Sulla comune ricerca di sintesi e leggerezza si è innestata una collaborazione che da tempo lega Poliform e Jean-Marie Massaud. L’azienda e il designer francese si sono incontrati sul terreno di una creatività innovativa per l’abitare contemporaneo, dove la purezza delle forme è funzionale a creare la massima confortevolezza, e da qui si è sviluppato un percorso negli anni sempre più ampio, condiviso e dinamico. Nominato nel 2009 Designer of the year a Maison&Objet Paris, nel 2010 Massaud entra nella rosa dei creativi dell’azienda e lì è rimasto, ancora oggi, come protagonista.

Attraverso un sinergico lavoro a quattro mani, Poliform e Massaud hanno esplorato le innumerevoli forme del comfort, a partire da quelle libere e irrazionali degli esordi come la poltrona Wallace – formata da un basamento in metallo dalle geometrie irregolari che sorregge la struttura in poliuretano rivestito in pelle – passando al tocco sinuoso ed essenziale della più recente Le Club, reinterpretazione moderna della poltrone tipiche dei club in stile anni ‘70.

Nel mezzo, una innumerevole serie di divani e sistemi imbottiti che interpretano gli stili del living
contemporaneo. Le collezioni Brera, Bristol, Bellport, Westside, Saint-Germain, solo per citarne alcune, rappresentano vere e proprie isole di morbidezza progettate per il relax multifunzionale dell’abitare di oggi, grazie alla combinazione di elementi modulari che offrono un’estrema libertà compositiva. Distintivo nelle differenti proposte è il design, l’estetica, la forma, ma non la ricerca della massima ergonomia che funge da trait d’union. 

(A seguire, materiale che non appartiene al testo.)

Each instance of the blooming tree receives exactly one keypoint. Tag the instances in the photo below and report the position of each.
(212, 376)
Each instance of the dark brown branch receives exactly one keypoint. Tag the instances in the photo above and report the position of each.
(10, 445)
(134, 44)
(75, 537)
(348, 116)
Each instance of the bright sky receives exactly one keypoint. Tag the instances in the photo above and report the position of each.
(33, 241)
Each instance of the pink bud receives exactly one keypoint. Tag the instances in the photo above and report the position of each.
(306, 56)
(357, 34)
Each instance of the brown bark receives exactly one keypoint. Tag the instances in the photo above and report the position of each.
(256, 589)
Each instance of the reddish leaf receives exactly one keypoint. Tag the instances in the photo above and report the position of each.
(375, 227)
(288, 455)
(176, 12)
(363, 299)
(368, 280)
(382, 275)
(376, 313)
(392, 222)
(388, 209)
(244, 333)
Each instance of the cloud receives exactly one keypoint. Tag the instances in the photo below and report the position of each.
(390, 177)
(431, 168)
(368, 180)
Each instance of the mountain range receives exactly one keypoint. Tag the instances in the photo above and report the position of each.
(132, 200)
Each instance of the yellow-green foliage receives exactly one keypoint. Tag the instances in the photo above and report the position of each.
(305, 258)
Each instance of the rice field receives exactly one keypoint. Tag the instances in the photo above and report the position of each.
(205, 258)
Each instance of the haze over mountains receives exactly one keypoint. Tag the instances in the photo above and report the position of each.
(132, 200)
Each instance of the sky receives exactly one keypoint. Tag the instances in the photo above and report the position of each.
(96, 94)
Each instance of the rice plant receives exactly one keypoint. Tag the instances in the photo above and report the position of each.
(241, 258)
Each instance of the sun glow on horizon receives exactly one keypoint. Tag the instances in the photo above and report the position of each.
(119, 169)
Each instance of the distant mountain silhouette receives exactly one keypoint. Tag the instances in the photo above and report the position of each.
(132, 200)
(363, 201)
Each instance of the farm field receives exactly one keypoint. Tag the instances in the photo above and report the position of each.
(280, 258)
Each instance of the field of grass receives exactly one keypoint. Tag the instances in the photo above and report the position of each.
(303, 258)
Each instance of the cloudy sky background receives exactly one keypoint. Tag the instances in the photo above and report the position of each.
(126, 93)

Ed è proprio da questa visione che nasce Ernest, ultima creazione firmata Poliform-Massaud. Ernest è un sistema modulare che interpreta il tema del comfort in modo radicale: si compone infatti di volumi morbidi e destrutturati che evocano la sofficità di un cuscino in piuma, tali da offrire un comfort naturale e avvolgente. 

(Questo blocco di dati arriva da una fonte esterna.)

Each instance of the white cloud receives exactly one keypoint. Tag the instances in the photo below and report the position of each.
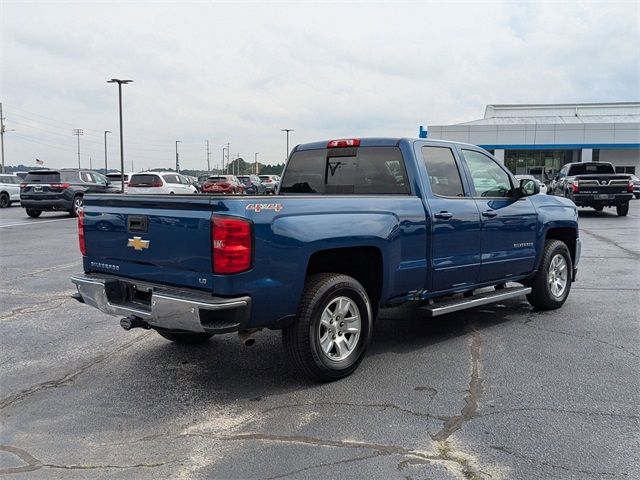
(240, 72)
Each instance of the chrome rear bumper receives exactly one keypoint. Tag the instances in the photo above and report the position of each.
(161, 306)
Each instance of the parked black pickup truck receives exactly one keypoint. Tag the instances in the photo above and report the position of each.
(595, 185)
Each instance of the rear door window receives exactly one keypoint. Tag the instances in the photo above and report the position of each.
(43, 177)
(361, 170)
(444, 176)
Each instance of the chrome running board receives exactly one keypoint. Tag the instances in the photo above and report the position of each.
(453, 305)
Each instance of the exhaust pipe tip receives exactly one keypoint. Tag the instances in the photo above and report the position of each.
(246, 337)
(128, 323)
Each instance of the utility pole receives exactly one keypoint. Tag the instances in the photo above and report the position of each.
(77, 132)
(287, 130)
(120, 82)
(2, 136)
(208, 164)
(105, 150)
(177, 157)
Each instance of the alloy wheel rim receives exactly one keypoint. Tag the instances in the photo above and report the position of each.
(557, 277)
(339, 328)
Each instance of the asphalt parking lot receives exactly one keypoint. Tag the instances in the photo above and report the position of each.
(497, 393)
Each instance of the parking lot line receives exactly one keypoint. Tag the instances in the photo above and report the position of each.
(32, 223)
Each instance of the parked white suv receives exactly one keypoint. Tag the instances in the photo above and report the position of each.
(9, 189)
(116, 179)
(159, 182)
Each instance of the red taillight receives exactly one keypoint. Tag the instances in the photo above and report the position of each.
(345, 142)
(83, 246)
(231, 244)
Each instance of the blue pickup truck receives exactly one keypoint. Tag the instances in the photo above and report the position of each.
(357, 225)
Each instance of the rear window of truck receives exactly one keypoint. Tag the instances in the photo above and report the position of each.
(591, 169)
(43, 177)
(344, 171)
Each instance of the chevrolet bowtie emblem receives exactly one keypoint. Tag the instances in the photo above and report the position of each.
(137, 243)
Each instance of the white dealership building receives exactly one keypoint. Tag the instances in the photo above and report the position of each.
(542, 138)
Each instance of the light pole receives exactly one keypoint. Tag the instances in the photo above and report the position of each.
(208, 163)
(287, 130)
(77, 132)
(120, 83)
(177, 157)
(105, 150)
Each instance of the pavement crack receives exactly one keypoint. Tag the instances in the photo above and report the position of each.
(381, 406)
(320, 465)
(36, 308)
(105, 467)
(69, 377)
(30, 462)
(475, 390)
(553, 465)
(558, 410)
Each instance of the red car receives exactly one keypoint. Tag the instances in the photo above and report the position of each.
(225, 184)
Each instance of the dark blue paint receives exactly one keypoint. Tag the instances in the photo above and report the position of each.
(423, 256)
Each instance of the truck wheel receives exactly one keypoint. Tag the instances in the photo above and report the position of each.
(180, 337)
(552, 282)
(622, 209)
(332, 329)
(76, 206)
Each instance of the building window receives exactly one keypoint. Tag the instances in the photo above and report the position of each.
(542, 164)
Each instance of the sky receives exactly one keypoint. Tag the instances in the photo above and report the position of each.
(240, 72)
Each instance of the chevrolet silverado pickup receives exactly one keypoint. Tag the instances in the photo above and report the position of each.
(356, 225)
(595, 185)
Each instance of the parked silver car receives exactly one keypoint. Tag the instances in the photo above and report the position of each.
(9, 189)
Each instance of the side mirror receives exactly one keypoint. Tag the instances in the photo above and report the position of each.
(528, 187)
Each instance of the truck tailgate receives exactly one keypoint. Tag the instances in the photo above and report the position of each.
(133, 235)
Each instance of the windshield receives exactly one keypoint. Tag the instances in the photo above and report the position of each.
(363, 170)
(42, 177)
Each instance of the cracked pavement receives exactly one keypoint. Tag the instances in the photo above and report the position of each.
(500, 392)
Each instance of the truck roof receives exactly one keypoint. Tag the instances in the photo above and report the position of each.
(378, 142)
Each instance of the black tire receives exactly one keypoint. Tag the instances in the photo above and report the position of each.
(301, 340)
(622, 209)
(184, 337)
(541, 296)
(76, 205)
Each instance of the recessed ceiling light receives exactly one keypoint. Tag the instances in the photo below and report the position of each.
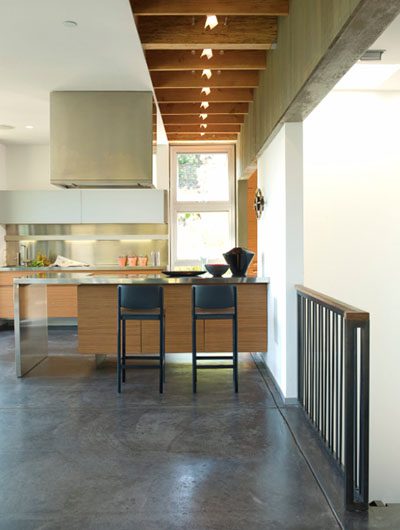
(372, 55)
(367, 76)
(207, 52)
(70, 23)
(207, 73)
(211, 22)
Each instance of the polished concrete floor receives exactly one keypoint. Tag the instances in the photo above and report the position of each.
(75, 455)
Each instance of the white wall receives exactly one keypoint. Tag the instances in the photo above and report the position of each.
(28, 167)
(352, 244)
(3, 171)
(280, 245)
(161, 181)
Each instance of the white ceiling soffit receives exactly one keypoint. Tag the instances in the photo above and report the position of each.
(38, 54)
(377, 75)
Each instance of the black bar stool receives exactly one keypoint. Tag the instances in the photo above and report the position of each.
(214, 302)
(139, 302)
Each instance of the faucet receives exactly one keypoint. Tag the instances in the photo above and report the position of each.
(25, 255)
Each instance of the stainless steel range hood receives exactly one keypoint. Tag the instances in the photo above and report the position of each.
(101, 139)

Accostando i diversi elementi si generano divani piccoli o grandi, lineari o a L, senza mai perdere la forza espressiva del progetto. «L’ispirazione è in un primo momento l’atteggiamento – spiega il designer – Si tratta di un piccolo sistema basato su quattro o cinque elementi molto semplici che possiamo combinare organicamente per creare un paesaggio domestico dedicato a un modo di vivere tranquillo». Anche la scelta dei tessuti è pensata in questa prospettiva: tessuti profondi, morbidi, dal bouclé ai velluti dalle linee ampie, che aggiungono al contempo un familiare effetto retrò.

A completamento di questa scenografia “cocoon”, piccoli tavolini portano nella composizione un tocco versatile e funzionale, ma anche spiccatamente materico, potendo scegliere fra massello o marmo. Per giocare non solo con le forme ma anche con la sensorialità.